Should there be more difficulty with the breathing of the new born child, if slapping it on the back brings no relief, its back (with face well protected) may be dipped first in good warm water, then cold, again in the warm, again in the cold—this seldom fails. The child should then be kept very warm, lying on its right side.
CARE OF THE MOTHER
All this time, a member of the family has been firmly grasping the mother's abdomen, and within an hour the afterbirth passes out through the birth canal. If the physician has not yet arrived, all dressings, the pad, the afterbirth, must all be saved for his inspection.
The inside of the thighs and the region about the vagina is now washed with bichloride solution, the soiled delivery pad removed, a clean delivery pad is placed under her; an abdominal binder is applied and two sterile vulva pads are placed between the legs, and hot water bottles are put to her feet, as usually at this stage there is a slight tendency toward chilliness. She should now settle down for rest.

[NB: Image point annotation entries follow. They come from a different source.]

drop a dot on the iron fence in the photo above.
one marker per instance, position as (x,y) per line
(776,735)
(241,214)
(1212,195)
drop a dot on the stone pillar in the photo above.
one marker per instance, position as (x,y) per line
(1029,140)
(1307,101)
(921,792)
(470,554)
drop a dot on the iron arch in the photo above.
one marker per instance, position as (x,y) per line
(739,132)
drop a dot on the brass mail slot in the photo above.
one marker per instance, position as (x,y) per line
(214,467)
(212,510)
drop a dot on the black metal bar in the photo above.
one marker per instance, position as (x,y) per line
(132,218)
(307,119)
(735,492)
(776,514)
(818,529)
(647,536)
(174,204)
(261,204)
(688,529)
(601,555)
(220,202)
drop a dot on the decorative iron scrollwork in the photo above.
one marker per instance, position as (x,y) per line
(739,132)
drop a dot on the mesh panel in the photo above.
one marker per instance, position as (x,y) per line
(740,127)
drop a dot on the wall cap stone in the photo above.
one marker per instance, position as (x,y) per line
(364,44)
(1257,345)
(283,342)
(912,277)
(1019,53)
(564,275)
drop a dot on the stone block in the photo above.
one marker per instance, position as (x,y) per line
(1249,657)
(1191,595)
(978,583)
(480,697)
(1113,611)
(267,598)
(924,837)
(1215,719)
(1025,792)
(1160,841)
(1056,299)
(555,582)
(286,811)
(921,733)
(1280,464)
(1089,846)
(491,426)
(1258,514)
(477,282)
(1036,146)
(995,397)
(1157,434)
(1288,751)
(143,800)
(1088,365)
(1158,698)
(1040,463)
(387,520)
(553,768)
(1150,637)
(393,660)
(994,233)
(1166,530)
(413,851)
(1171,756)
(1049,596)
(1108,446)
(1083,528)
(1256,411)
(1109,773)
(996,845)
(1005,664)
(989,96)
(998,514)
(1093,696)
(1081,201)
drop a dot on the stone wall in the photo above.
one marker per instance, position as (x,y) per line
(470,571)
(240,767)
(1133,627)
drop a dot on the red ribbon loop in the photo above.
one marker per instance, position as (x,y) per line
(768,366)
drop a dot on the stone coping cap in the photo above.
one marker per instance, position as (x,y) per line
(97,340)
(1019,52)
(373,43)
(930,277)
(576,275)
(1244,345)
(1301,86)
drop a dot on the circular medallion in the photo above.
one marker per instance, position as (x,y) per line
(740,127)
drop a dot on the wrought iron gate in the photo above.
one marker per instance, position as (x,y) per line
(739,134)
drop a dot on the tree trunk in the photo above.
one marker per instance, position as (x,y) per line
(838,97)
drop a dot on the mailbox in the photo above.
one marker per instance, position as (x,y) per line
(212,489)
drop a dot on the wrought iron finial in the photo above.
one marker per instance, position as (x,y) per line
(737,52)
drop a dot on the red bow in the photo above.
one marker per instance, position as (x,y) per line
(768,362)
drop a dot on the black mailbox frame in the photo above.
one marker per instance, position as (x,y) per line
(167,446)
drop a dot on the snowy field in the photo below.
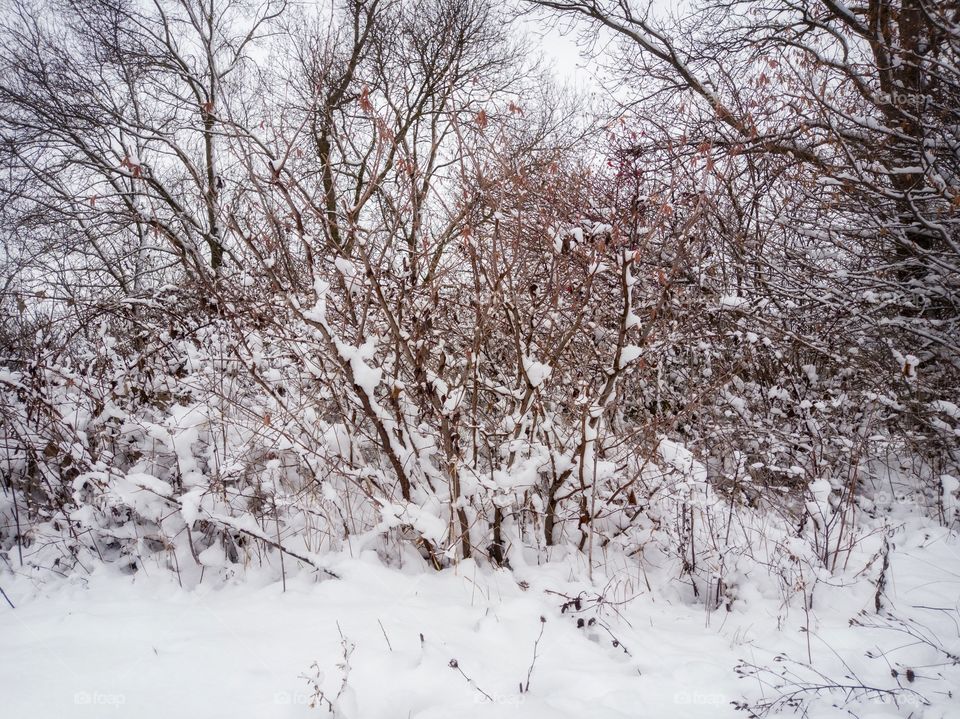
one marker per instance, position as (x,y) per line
(461,643)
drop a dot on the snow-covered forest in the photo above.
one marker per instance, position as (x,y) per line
(355,363)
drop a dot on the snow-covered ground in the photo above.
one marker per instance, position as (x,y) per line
(461,642)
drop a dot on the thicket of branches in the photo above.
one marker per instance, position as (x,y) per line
(277,283)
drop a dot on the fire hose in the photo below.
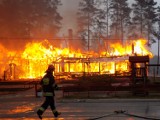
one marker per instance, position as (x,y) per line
(124,113)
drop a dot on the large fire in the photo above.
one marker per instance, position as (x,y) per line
(34,59)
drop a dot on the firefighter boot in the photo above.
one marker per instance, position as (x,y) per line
(39,113)
(56,113)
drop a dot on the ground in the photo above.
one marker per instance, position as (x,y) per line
(23,106)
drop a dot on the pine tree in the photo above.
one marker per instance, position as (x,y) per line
(30,18)
(144,17)
(90,20)
(120,17)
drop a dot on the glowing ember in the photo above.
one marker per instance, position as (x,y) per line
(33,61)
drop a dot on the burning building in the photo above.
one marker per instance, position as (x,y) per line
(34,59)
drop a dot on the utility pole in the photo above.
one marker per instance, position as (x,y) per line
(88,31)
(158,43)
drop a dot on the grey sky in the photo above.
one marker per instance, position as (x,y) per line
(68,11)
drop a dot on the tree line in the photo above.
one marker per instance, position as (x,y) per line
(97,19)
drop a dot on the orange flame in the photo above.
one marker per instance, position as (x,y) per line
(33,61)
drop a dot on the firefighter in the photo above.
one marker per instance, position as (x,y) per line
(48,85)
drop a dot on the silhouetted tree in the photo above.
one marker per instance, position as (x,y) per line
(29,18)
(144,17)
(120,18)
(90,20)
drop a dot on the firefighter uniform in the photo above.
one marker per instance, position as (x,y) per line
(48,85)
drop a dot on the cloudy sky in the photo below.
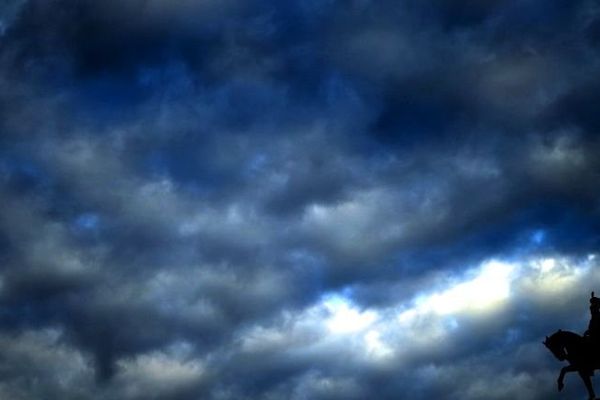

Fresh air should be admitted into the room. There may be some hemorrhage, and if it is excessive, grasp the lower abdomen and begin to knead it until you distinctly feel a change in the uterus from the soft mass to a hard ball about the size of a large grape fruit; thus contraction has been brought about which causes the hemorrhage to decrease. If the doctor has not yet arrived put the baby to the breast, and place an ice bag for ten or fifteen minutes on the abdomen just over the uterus. Should there be lacerations, the doctor will attend to their repair when he comes. One teaspoonful of the fluid extract of ergot is usually given at this time, if possible get in touch with the physician before it is administered.
CARE OF THE BABY
After the mother is comfortable, your attention is directed to the baby; the condition of the cord is noted; should it be bleeding, do not disturb the tying, but tie again, more tightly just below the former tying, and with the long ends of the tape, tie on a sterile gauze sponge or a piece of clean untouched medicated cotton, thus efficiently protecting the severed end of the cord. No further dressing is needed until the doctor arrives.
Grave disorders have arisen from infection through the freshly cut umbilical cord.
Should the doctor be longer delayed, one drop of twenty per cent argyrol should be dropped in each of the infant's eyes and separate pieces of cotton should be used for each eye to wipe the surplus medicine away.
This application must not be long neglected, for a very large per cent of all the blindness in this world might have been avoided had this medicine been placed in each eye soon after birth.